By Paul Wanecski
Many fans seem to be under the impression that creating salary cap room is easy. While some contracts are easy to restructure, more often than not the majority of contracts make it difficult to shift dollars around. All things with a player’s contract come with circumstances and consequences. The Buffalo Bills are set to exceed the salary cap next season already (these numbers will change, but it is alarming to look at). Given what we have heard from a lot of fans, simply restructuring Mario Williams’ contract is not an option for the Bills to counter-act this.
It is important to note that players have to agree to a contract restructure. The team cannot change a player’s pay when a contract is signed without authorization. If Mario Williams decided that restructuring his contract was not in his best interest, he doesn’t have to allow it. Players like Drew Brees, for example, consistently restructured his contract in New Orleans to help free up salary cap space (and also usually got a nice check in the form of a new signing bonus each time). The problem with Brees was that his salary cap number skyrocketed over the years from the Saints deferring dollars into the tail-end of his contract, which made his deal practically impossible to swallow against the salary cap.

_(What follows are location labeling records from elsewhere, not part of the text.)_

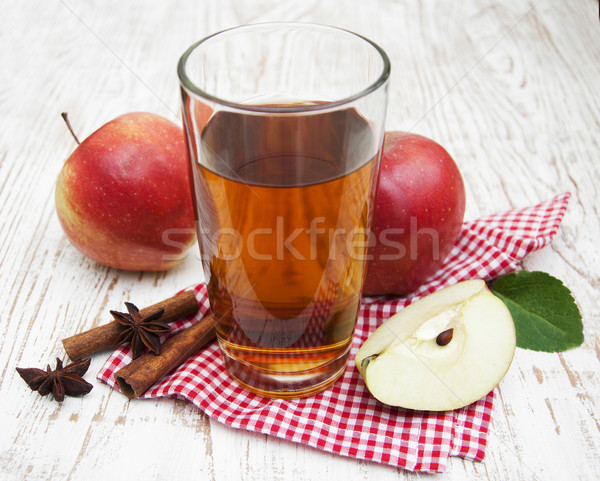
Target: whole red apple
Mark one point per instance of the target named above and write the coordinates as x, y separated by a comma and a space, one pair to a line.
418, 215
123, 196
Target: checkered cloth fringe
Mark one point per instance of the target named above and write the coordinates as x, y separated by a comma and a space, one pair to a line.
345, 419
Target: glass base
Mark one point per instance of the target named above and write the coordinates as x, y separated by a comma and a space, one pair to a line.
286, 377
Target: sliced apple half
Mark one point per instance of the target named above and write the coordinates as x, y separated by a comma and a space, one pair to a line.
442, 352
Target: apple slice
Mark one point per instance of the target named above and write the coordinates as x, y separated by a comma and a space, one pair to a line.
443, 352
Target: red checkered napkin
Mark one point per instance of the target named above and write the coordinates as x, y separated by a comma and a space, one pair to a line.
346, 419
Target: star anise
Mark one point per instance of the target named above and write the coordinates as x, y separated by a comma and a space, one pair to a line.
62, 381
140, 331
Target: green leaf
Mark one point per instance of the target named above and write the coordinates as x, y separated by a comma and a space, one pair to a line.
545, 314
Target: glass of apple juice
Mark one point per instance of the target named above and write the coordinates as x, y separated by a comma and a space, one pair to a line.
284, 125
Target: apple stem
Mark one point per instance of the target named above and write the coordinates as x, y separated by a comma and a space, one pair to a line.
65, 117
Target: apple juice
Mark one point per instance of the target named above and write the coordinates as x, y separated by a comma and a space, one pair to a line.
283, 202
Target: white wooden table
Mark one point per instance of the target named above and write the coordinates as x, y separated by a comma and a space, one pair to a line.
510, 88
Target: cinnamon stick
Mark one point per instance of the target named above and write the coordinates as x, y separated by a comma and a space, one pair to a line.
139, 375
103, 337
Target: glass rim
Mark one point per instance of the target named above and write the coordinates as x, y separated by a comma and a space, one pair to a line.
192, 88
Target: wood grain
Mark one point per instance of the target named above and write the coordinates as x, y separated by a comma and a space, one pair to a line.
511, 89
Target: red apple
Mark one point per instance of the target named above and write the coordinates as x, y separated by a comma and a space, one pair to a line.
418, 215
123, 196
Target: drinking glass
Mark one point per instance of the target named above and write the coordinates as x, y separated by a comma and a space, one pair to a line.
284, 125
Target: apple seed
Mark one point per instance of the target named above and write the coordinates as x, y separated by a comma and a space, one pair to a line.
367, 360
444, 337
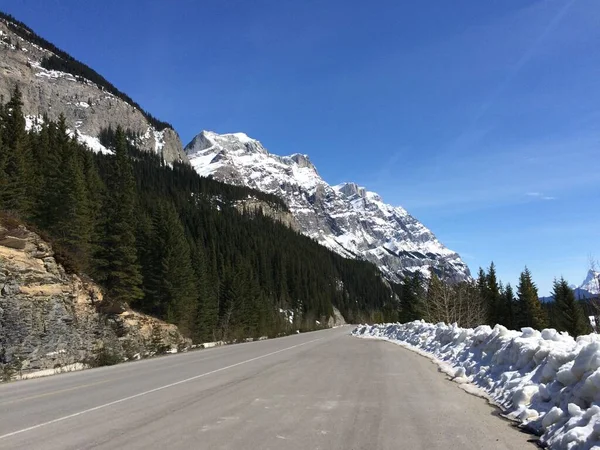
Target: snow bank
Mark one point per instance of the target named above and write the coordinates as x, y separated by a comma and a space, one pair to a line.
547, 380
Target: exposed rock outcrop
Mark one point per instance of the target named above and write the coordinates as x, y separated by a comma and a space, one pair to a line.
86, 107
346, 218
49, 318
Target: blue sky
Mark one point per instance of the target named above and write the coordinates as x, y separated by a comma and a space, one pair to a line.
482, 118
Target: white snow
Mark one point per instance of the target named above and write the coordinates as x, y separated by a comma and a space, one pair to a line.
346, 218
34, 123
48, 372
547, 380
93, 143
591, 282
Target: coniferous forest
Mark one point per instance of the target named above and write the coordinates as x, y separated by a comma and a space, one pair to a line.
172, 244
178, 246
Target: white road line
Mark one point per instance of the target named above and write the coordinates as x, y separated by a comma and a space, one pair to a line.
141, 394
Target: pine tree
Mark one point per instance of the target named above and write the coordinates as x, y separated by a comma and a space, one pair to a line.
118, 262
508, 302
497, 311
16, 180
73, 227
568, 313
531, 312
173, 280
411, 298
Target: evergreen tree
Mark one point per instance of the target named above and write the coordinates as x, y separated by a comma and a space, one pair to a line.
411, 298
567, 312
118, 264
531, 313
16, 180
73, 225
508, 302
496, 311
172, 282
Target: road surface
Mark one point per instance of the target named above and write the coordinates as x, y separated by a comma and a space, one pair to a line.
321, 390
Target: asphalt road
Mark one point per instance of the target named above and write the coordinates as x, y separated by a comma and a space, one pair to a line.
322, 390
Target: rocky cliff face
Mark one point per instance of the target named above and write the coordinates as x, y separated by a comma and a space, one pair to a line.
50, 319
87, 107
346, 218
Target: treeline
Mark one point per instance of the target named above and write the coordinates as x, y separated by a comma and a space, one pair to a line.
169, 243
488, 301
64, 62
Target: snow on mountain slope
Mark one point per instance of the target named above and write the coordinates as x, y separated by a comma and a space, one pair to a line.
591, 283
346, 218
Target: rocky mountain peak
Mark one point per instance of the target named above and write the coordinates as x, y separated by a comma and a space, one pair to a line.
53, 83
351, 190
332, 215
303, 161
231, 142
591, 283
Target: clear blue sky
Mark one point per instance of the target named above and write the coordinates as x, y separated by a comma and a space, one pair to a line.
482, 118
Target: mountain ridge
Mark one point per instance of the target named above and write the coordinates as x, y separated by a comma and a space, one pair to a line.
53, 83
346, 218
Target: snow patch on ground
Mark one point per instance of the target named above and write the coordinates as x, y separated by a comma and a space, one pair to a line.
48, 372
547, 380
93, 143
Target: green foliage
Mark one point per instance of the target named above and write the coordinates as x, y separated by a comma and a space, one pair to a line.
567, 312
531, 313
174, 245
104, 356
411, 298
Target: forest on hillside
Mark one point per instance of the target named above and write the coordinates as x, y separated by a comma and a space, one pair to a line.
487, 301
172, 244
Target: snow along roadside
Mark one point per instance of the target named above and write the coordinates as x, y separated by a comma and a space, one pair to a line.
547, 380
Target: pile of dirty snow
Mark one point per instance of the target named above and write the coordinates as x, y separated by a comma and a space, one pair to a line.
547, 380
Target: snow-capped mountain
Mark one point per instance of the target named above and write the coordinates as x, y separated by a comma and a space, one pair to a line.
346, 218
591, 283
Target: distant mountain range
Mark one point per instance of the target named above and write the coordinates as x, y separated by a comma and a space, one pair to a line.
346, 218
590, 287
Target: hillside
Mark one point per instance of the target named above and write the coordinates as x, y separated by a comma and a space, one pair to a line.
53, 83
348, 219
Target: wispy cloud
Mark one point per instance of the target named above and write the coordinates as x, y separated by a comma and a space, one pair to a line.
540, 196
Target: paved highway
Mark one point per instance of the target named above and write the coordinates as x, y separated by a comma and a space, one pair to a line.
322, 390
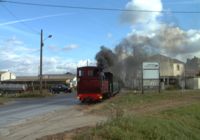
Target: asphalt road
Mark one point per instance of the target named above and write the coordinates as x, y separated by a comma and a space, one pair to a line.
22, 109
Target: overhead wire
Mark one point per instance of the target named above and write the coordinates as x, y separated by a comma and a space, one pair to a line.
25, 25
97, 8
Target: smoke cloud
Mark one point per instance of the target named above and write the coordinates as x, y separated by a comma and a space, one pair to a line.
149, 37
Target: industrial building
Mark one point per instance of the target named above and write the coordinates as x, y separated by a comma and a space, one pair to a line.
172, 71
33, 82
6, 75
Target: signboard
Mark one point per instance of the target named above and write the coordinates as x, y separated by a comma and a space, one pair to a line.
150, 65
151, 75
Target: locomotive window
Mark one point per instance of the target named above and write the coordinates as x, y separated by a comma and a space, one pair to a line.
90, 73
80, 73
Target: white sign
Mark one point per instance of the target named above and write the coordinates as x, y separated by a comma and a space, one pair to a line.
150, 65
151, 83
150, 74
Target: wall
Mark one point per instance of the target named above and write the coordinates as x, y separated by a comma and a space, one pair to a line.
178, 69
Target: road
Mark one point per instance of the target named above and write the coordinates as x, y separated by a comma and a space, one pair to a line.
28, 119
22, 109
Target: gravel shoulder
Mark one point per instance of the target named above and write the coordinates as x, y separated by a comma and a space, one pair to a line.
50, 123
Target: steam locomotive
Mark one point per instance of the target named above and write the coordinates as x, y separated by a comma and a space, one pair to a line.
95, 85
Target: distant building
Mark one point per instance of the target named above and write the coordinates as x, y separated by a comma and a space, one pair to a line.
193, 67
6, 75
172, 71
48, 80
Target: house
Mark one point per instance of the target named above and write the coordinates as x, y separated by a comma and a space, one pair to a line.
172, 71
193, 67
6, 75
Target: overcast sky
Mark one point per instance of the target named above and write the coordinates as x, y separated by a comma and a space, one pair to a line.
78, 34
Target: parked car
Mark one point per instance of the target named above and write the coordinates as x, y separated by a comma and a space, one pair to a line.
60, 88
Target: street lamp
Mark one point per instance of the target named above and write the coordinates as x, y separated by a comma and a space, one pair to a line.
41, 51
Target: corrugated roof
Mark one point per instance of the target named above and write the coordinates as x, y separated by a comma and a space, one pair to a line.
161, 58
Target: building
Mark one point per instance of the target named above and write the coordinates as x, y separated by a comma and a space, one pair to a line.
172, 71
33, 82
6, 75
193, 67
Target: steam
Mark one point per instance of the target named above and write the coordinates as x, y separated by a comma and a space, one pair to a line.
149, 37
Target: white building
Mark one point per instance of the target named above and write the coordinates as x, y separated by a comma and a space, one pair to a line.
172, 71
6, 75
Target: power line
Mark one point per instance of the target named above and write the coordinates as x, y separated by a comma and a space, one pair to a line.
98, 8
27, 26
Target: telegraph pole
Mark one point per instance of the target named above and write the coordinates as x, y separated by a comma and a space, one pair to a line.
41, 49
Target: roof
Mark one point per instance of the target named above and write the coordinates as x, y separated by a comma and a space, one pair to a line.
161, 58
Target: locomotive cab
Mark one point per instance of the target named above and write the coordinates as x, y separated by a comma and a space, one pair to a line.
93, 84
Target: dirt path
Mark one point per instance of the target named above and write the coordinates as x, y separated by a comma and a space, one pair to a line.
51, 123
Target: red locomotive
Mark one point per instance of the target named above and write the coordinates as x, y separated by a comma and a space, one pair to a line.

Players usually don’t mind restructuring as the team is taking money in the form of base salary and turning into a signing bonus with is then prorated over the life of the remaining years of the contract. This gives the player money that they originally hadn’t earned yet up front and who can argue with that?
This is where the term “restructuring” gets over-used. Unfortunately for the Bills, Mario Williams’ contract contains so much guaranteed money and prorated signing bonus already that a simple restructuring (when base salary is converted to signing or roster bonus) will not offer any significant cap relief. Here is the current structure of his deal as it stands from Overthecap.com:
You can see several unique bonuses built into Mario’s contract. He earns a $400,000 bonus for each Pro-Bowl. In 2014, he had a $10.6 million dollar roster bonus which is paid at that start of the year and only impacts the salary cap of that year, much unlike his signing bonus which currently is absorbing $5.4 million dollars for this year and the same amount next year. Because his salary cap number is nearly $20 million this year and next year, yes, Doug Whaley and team could try and shift some dollars into later years, the problem is that his salary cap figure is already $16.5 million for 2017 which is his age 33 season.
By comparison, at age 34, Dwight Freeney made $3.5 million. JJ Watt’s contact is set to expire prior to his age 33 season. Cameron Wake is 33 this year and his cap number is $10.4 million. Jared Allen is making $12.5 million this year, however, his contract was written so he only made $3 million the first year. This year appears to be a “catch-up” season because realistically he should be making about $8.5 million, also at age 33. Robert Mathis made $8 million dollars in his age 33 season. Long story short, Mario Williams’ contract is far exceeding his market value at his age for his position. So what is the solution to that?
Doug Whaley and the entire team at One Bills Drive know Mario’s contract is a time-bomb. He is going to be vastly overpaid in the backend of his contract and as it stands, not much can be done about it. Pushing dollars into the final year of his deal (by changing some of his base salary into a roster bonus) is possible but would bring little relief. The best solution would be to discuss a two year extension, building his contract to his age 35 season. Given the comparable, this would allow the Bills to restructure and shift dollars into the latter part of his contract. Is it risky? Every player is one play away from ending their career but older players carry significantly more risk. The goal should be to drop Mario’s base salary after age 33 to the $6-7 million dollar range. That may seem out of scope with the examples we just reviewed, however it is important to remember that the salary cap goes up every year, so the long angle on this is that base salary will be considered a bargain when the time comes. While that seems low, it will allow the Bills to take his massive base salary the next two years and consolidate that into a series of roster bonuses with a signing bonus. This gives maximum flexibility to the long term salary cap and gives Mario additional financial security in the short and long term. While it will be hard to get his 2016 year down below $16 million dollars because of the bonus money already in place (which could be removed but that typically indicates some sort of pay-cut has been installed in the deal), even doing a simple extension and restructuring would bring in line base salary and cap value at the end of the contract.
Simply taking the money that Mario makes now and trying to reallocate that does little good. By extending his contract, additional years allow for money to be distributed more evenly, ultimately lowering his cap impact. It is a common misconception that contract restructuring positively impacts all years on a contract. The opposite is true; it allows for short term cap relief, however, most restructuring just pushes dollars that have to be accounted for into later years. Once a signing bonus is given, that money will be counted against the salary cap and cannot be erased by a restructuring. Since Mario has $7.4 million in bonus money this year alone without figuring his base salary (as well as $8.4 million in bonus money next year without figuring his base salary), it is easy to see why you cannot just restructure his contract without extending it.